10. A printer comprising:

a printing mechanism that comprises a plurality of motors;

a motor drive unit that drives the plurality of motors;

a plurality of determining units, each of the determining units is provided so as to be associated with a respective one of the motors and determines that the respective motor rotates at a predetermined number of rotations; and

a control unit that is configured to control the printing mechanism based on results of the plurality of the determining units,

wherein

the control unit, when each of the results of the determinations of the determining units is that the respective motor does not rotate at the predetermined number of rotations, executes a predetermined error operation, and

the control unit, when there are a result that one of the motors does not rotate at the predetermined speed and a result that the other one of the motors rotates at the predetermined number of rotations in the determinations of the determining units, determine that the printer has broken down and stops an operation of the printing mechanism.

11. The printer according to claim 10,

wherein

the printing mechanism comprises a sheet conveying mechanism that is driven by one of the motors, and

the error operation is a jam processing that is executed when a sheet is jammed in the sheet conveying mechanism.

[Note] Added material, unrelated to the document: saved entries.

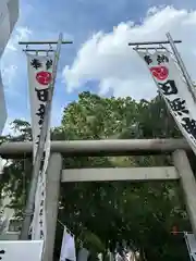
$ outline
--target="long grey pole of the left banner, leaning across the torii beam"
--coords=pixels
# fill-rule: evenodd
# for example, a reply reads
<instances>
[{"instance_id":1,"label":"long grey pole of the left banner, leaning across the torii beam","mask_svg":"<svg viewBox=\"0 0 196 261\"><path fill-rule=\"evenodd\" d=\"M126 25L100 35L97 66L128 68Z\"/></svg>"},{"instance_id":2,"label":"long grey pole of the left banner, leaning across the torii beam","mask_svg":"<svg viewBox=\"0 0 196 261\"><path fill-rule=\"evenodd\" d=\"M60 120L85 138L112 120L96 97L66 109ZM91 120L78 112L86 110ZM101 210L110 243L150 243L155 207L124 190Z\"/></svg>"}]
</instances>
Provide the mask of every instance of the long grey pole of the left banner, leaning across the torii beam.
<instances>
[{"instance_id":1,"label":"long grey pole of the left banner, leaning across the torii beam","mask_svg":"<svg viewBox=\"0 0 196 261\"><path fill-rule=\"evenodd\" d=\"M63 36L62 36L62 34L60 34L59 40L57 44L57 50L54 52L54 60L53 60L53 67L52 67L52 80L49 85L48 101L46 104L46 112L45 112L44 123L42 123L42 127L41 127L41 132L40 132L38 149L37 149L35 162L33 165L32 181L30 181L30 185L29 185L29 194L28 194L28 198L27 198L25 212L24 212L24 220L23 220L22 231L21 231L21 239L22 240L28 239L32 216L34 214L35 196L36 196L37 183L38 183L38 177L39 177L39 169L40 169L41 158L44 154L48 126L49 126L49 122L50 122L52 96L53 96L53 89L54 89L58 61L59 61L59 57L60 57L62 39L63 39Z\"/></svg>"}]
</instances>

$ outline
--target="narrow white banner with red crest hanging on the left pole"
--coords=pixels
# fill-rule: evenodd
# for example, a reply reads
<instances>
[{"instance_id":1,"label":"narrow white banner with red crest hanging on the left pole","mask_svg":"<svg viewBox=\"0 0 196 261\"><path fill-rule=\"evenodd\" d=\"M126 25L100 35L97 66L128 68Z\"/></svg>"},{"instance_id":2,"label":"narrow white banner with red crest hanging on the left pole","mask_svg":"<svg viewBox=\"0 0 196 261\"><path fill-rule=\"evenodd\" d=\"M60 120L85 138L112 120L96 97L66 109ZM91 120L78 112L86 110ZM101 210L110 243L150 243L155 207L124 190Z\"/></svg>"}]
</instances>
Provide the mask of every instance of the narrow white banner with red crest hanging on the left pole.
<instances>
[{"instance_id":1,"label":"narrow white banner with red crest hanging on the left pole","mask_svg":"<svg viewBox=\"0 0 196 261\"><path fill-rule=\"evenodd\" d=\"M46 103L48 101L49 84L52 80L53 58L48 55L33 55L27 53L29 103L32 114L32 132L34 161L38 148L39 136L44 123ZM39 170L39 179L35 198L35 210L32 222L32 239L46 237L46 171L50 157L50 126L48 126L45 152Z\"/></svg>"}]
</instances>

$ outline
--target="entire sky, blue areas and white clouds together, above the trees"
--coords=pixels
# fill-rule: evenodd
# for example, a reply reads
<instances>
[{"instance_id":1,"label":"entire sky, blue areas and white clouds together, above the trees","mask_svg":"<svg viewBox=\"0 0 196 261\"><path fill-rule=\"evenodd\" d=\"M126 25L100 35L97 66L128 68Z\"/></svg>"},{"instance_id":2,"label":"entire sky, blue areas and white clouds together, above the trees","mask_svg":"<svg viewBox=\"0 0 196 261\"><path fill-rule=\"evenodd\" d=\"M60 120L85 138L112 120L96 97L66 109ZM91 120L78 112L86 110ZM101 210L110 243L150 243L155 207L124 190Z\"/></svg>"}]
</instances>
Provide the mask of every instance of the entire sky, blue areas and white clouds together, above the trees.
<instances>
[{"instance_id":1,"label":"entire sky, blue areas and white clouds together, above the trees","mask_svg":"<svg viewBox=\"0 0 196 261\"><path fill-rule=\"evenodd\" d=\"M139 1L138 7L128 0L118 0L118 8L112 8L112 3L108 2L106 5L101 0L101 9L99 0L74 1L69 9L63 0L59 0L59 5L53 2L46 4L46 0L41 4L38 0L26 1L21 0L20 20L1 60L8 123L14 119L29 121L30 115L26 58L17 45L19 39L57 39L58 32L61 30L65 38L71 34L68 39L74 40L74 45L62 48L61 52L53 99L53 126L60 124L62 109L77 99L78 91L88 89L101 95L132 96L136 99L156 95L156 86L145 63L127 47L128 41L163 40L166 32L170 30L173 38L183 40L177 48L193 79L196 78L196 11L188 11L189 7L195 7L196 10L195 1L187 0L179 5L177 0L167 0L176 9L155 7L148 11L150 4L166 0ZM49 15L53 9L57 20L51 20ZM79 18L75 21L75 16ZM128 20L134 22L127 23ZM112 26L115 26L114 30ZM88 38L89 36L91 37ZM65 65L66 69L63 70ZM66 84L62 83L62 78Z\"/></svg>"}]
</instances>

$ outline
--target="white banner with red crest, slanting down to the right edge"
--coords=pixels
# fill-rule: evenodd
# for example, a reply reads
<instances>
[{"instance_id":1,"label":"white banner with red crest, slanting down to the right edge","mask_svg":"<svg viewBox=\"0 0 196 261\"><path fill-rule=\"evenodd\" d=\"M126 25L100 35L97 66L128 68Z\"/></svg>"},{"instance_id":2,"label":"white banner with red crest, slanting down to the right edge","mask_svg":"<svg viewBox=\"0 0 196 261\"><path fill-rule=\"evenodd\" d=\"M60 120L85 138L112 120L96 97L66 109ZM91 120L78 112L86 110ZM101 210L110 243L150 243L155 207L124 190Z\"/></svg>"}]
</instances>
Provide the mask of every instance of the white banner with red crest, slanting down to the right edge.
<instances>
[{"instance_id":1,"label":"white banner with red crest, slanting down to the right edge","mask_svg":"<svg viewBox=\"0 0 196 261\"><path fill-rule=\"evenodd\" d=\"M137 50L181 133L196 154L196 103L170 52Z\"/></svg>"}]
</instances>

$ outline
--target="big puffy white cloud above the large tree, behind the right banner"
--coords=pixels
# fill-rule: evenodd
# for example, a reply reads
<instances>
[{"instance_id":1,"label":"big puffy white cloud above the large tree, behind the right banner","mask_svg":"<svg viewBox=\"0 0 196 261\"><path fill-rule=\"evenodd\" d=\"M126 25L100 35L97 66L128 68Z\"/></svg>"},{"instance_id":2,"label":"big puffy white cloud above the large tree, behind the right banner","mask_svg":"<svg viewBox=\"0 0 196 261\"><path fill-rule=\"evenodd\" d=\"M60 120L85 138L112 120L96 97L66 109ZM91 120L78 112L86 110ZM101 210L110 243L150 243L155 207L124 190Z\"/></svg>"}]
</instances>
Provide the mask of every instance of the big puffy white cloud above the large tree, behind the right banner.
<instances>
[{"instance_id":1,"label":"big puffy white cloud above the large tree, behind the right banner","mask_svg":"<svg viewBox=\"0 0 196 261\"><path fill-rule=\"evenodd\" d=\"M154 97L157 89L147 67L127 42L166 40L167 32L183 41L177 48L191 76L196 78L196 11L151 8L139 25L121 23L109 34L98 32L82 46L73 64L63 70L68 91L94 79L100 83L102 95L113 91L114 96L135 99Z\"/></svg>"}]
</instances>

12. The printer according to claim 10,

wherein

the printing mechanism is an electro-photograph printing mechanism that comprises a laser scanner including a polygon mirror, and

one of the motors is a polygon motor for driving the polygon mirror, the other one of the motors is a main motor for driving the sheet conveying mechanism.

13. The printer according to claim 10,

wherein

the motor drive unit is a single integrated circuit chip that comprises:

a polygon motor driver for driving the polygon motor;

a main motor driver for driving the main motor; and

a stop unit that stops operations of both the polygon motor and the main motor when a temperature of at least one of the polygon motor and the main motor is higher than a predetermined value.